RachelCarson wrote in SILENT SPRING, “We stand now where two roads diverge. But unlike the roads in Robert Frost’s familiar poem, they are not equally fair. The road we have long been traveling is deceptively easy, a smooth superhighway on which

we progress with great speed, but at its end lies disaster. The other fork of the road, “the one less traveled by,” offers our last, our only chance to reach a destination that assures the preservation of the earth.”
Unity College offers this fork in road, the one less traveled, that supports the preservation of the earth.
Amy Hudnor, a Unity graduate from the class of 1999, now the Solar Program Manager for the Kennebec Valley Communty College, like many of you, “found Unity” through her interest in environmental issues.
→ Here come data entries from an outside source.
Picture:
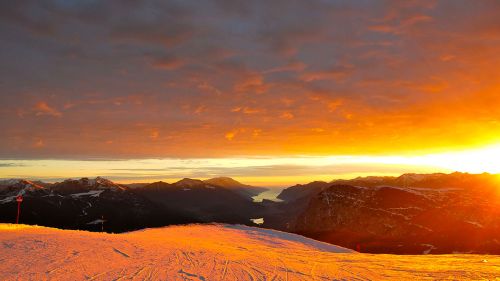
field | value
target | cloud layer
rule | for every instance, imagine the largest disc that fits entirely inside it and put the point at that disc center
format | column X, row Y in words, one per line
column 127, row 79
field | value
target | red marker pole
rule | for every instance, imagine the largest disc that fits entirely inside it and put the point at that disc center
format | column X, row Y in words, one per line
column 19, row 199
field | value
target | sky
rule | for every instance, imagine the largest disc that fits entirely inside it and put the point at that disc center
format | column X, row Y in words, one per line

She was attracted to Unity’s focus on “an ecology of mind,” to quote Gregory Bateson. It was small in size and large in vision, a beautiful campus with faculty who cared, where experiential learning was privileged, while the school itself was unpretentious and progressive.
She holds her memories of field trips Down East close, with a snowstorm in April, seeing a harlequin duck on one of her birding adventures and hiking, kayaking, and rock climbing with friends as formative experiences. She read Rachel Carson, knowing this was her home ground, too, alongside Henry David Thoreau, Aldo Leopold, and other American environmental writers, and felt a part of conservation history.

And you are:

Unity College lit up for me when I heard in 2012 that it was the first American college to divest from fossil fuels. Now, Unity College is not a college that belongs to Maine. It is no longer a regional college. It is a college leading the country toward an “emancipatory education.” You are showing us not only what is possible, but what is necessary: Change.
I honor the leadership of President Mulkey, the board, the faculty, and the students who are forging the way.

Climate change under Unity’s leadership has become a matter of personal integrity and urgency and you cannot know the full impact of your leadership as Harvard, Yale, and Dartmouth are trying to follow your example with Stanford, and  Rhode Island College of Design just two colleges among many who have now joined you.

Unity is leading this conversation and it is having a ripple effect.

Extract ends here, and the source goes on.